The Worst Person In The World (2021) - Movie Review


This is going to be a tricky film to write about. Partly because this is a Norwegian film, a part of world cinema culture that I know even less about than what I usually cover on here (I covered the literal first Norwegian film I ever saw right here only a few years ago), but mainly because trying to encompass everything this film is going for in my usual style is a tall order. This film is a lot, and where that would normally a warning for others, I mean that in the sense that it deals in ‘a lot’. But if I had to strain and give an early summary of my thoughts on the film in a single sentence, the best I can come up with is “two hours of the most unvarnished depiction of the Millennial experience I’ve ever seen”.

Ostensibly, this is a romantic dramedy, following Julie (Renate Reinsve) as she struggles to figure out what she wants to do with her life, and who she might want to share that life with. As someone who regularly partakes in the industry’s favourite sport of mocking the hell out of rom-com tropes, I not only find it quite refreshing that, far as I can tell, none of the usual suspects are anywhere near this production, but the overall attempts at grounded realism are among the best I’ve seen yet.

Even with the inclusion of the magic mushroom scene, or the weird magical-realism scene where time just stops for an entire day, or even when Julie and Eivind (Herbert Nordrum) share each other’s smells and bodily functions (which is somehow nowhere near as gross as that statement makes it sound), there isn’t a speck of artificiality to be found. The acting from Reinsve, Nordrum and Anders Danielsen Lie as Aksel is outstanding, and every piece of writing they speak resonates with every syllable.

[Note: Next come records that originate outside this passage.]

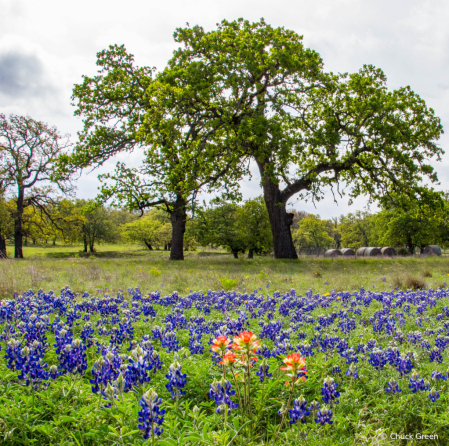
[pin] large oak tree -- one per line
(29, 153)
(182, 141)
(308, 130)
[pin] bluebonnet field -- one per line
(224, 368)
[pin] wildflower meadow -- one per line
(217, 367)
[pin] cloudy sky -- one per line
(47, 45)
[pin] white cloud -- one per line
(408, 39)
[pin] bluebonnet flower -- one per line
(404, 365)
(417, 383)
(137, 371)
(31, 366)
(435, 355)
(264, 370)
(87, 335)
(393, 387)
(352, 371)
(377, 359)
(176, 380)
(329, 391)
(12, 353)
(53, 372)
(72, 358)
(300, 411)
(151, 416)
(105, 370)
(324, 416)
(305, 349)
(170, 341)
(336, 370)
(433, 395)
(220, 392)
(438, 375)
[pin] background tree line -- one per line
(239, 228)
(239, 94)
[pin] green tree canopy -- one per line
(308, 130)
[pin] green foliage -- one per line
(254, 226)
(144, 230)
(228, 284)
(412, 223)
(313, 233)
(236, 227)
(356, 230)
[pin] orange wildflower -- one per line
(247, 341)
(220, 344)
(228, 359)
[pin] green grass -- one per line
(68, 413)
(121, 266)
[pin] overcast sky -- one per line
(47, 45)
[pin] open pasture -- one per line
(78, 365)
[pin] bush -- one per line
(415, 284)
(403, 252)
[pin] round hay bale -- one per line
(432, 250)
(387, 251)
(332, 253)
(360, 252)
(372, 252)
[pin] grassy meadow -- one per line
(359, 343)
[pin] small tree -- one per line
(411, 223)
(5, 223)
(218, 225)
(99, 225)
(29, 151)
(254, 227)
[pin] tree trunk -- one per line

Said writing courtesy of director Joachim Trier and co-writer Eskil Vogt touches on many aspects of the aging Millennial experience, where conflicting ideas about what a person is “meant” to do with their lives, with their time, with their bodies, has led many of them, including Julie, to be completely flummoxed as to what to do next. Split up into twelve chapters, as well as a prologue and epilogue, each segment adds a new facet to the general examination of what makes this generation act as they do, while also bolstering a much larger picture that is the confused life of Julie herself.

This is one of those situations where, even if the film didn’t deliver it all with this level of smoothness, the sheer volume of questions and ideas being presented would’ve garnered my respect all on their own. Wrestling with outside expectations, the struggle of sharing your experiences with others, feeling like you’re in competition with people who regularly quip about how things were back in ‘their’ day, the guilt that comes from trying to be an ethical consumer, retreating into psychedelics to get away from it all, making decisions when you might never find out if you made the right one, and how staring at the prospect of your own future is pretty friggin’ terrifying. I’ve made mention in past reviews about how much nostalgia itself is weaponised in the film industry, but considering all this baggage within my own generation… is it any wonder we find ourselves pining for simpler days?

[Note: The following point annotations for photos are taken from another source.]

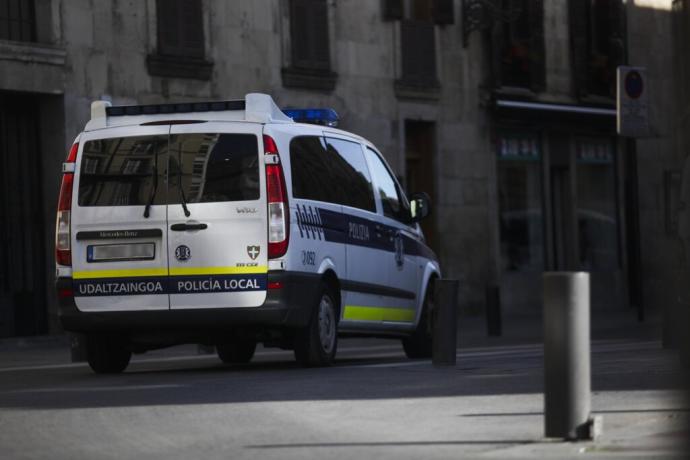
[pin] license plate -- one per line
(115, 252)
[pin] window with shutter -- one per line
(418, 49)
(310, 65)
(518, 46)
(598, 45)
(17, 20)
(309, 34)
(180, 28)
(180, 47)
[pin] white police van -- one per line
(227, 224)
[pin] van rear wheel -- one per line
(236, 352)
(316, 344)
(107, 354)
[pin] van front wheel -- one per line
(316, 344)
(107, 354)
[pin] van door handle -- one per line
(184, 227)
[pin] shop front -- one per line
(559, 195)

Like I said, it’s a lot to deal with, both as packaged in a cinematic production and as lived experience… which leads me to the title. It isn’t any kind of direct declaration concerning Julie or any of the other characters from the point-of-view of the author, but instead a condemnation of themselves in their own words. Julie hates herself for every minor social faux pas and how fidgety she can be with her own life’s direction, Eivind hates himself for not being able to live up to the examples of those around him (romantic partners included), and Aksel hates himself because he knows that only his art will survive beyond him, and the reactions to said art haven’t been that great. When a person is being pushed from all sides, by their friends, by their family, by their peers, by their teachers, etc., there’s no room for an external reaction… so it all goes inwards. And they put all the blame on themselves for not being able to live up to what everyone else wants from them.

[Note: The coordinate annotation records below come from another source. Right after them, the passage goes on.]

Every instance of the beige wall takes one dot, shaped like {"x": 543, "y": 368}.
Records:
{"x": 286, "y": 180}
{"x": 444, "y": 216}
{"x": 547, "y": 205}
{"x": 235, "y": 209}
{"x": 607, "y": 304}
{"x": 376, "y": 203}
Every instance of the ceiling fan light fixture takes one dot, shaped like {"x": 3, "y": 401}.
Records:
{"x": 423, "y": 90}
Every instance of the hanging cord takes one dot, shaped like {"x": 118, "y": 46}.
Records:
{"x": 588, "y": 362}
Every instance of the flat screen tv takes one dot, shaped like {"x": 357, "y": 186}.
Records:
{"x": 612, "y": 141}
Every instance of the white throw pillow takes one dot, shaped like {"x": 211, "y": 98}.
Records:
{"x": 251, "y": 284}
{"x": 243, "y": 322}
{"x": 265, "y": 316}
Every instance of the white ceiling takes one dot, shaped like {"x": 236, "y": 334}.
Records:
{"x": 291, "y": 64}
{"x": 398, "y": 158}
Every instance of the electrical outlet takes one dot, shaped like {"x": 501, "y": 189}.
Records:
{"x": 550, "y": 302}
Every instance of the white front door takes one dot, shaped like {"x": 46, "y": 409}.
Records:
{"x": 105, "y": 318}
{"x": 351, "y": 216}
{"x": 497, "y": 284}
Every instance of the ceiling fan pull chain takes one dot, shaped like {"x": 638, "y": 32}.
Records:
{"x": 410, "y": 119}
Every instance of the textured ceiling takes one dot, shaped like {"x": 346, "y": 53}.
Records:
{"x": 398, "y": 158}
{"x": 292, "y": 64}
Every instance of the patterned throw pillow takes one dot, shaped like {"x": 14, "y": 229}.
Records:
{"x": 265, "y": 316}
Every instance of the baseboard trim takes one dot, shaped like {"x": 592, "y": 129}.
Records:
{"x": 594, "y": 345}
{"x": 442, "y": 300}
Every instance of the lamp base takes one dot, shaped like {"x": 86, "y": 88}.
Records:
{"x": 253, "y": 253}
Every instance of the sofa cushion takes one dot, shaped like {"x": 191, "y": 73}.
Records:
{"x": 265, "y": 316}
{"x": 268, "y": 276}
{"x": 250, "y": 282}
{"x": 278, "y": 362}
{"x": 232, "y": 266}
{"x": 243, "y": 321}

As viewed by the audience, and even as viewed by each other, there’s no sign of flagellation for the respective slights of these characters. It doesn’t take the all-too-easy generational view where (and this goes far beyond just the Millennials) the newest generation always has it easier that those that came before, and instead acknowledges that, while still temporally-specific to this group of people, these existential dilemmas exist in most people. It’s just being refracted through a specific lens to highlight that, for as much as Millennials are put down as just ‘them young people today’, we’ve been around for longer than most are willing to admit. And we’ve been dealing with a lot of internal shit that directly interferes with the idea of being a productive member of society, whatever in the hell that even means to begin with.

This is easily one of the deepest narratives I’ve seen on-screen all year. Not necessarily because it’s all that cerebral, but in the sense that this felt like I was experiencing a story that had a lot of work put into it. It’s an incredibly dense story that deals with a lot of existential angst, and yet it’s quite breezy and conversational, as all those heavy questions come not from standard post-modern navel-gazing, but by just… feeling it. Feeling every moment of frightened introspection as the characters gain their small victories and learn that implosion doesn’t have to be the answer. It’s remarkably poignant, even considering my weakness for art about the healing power of art (complete with one of the frankest uses of comic books I’ve seen in a film in years), and as someone who has been dealing with a lot of the shit contained within this story… I take a great deal of comfort from that.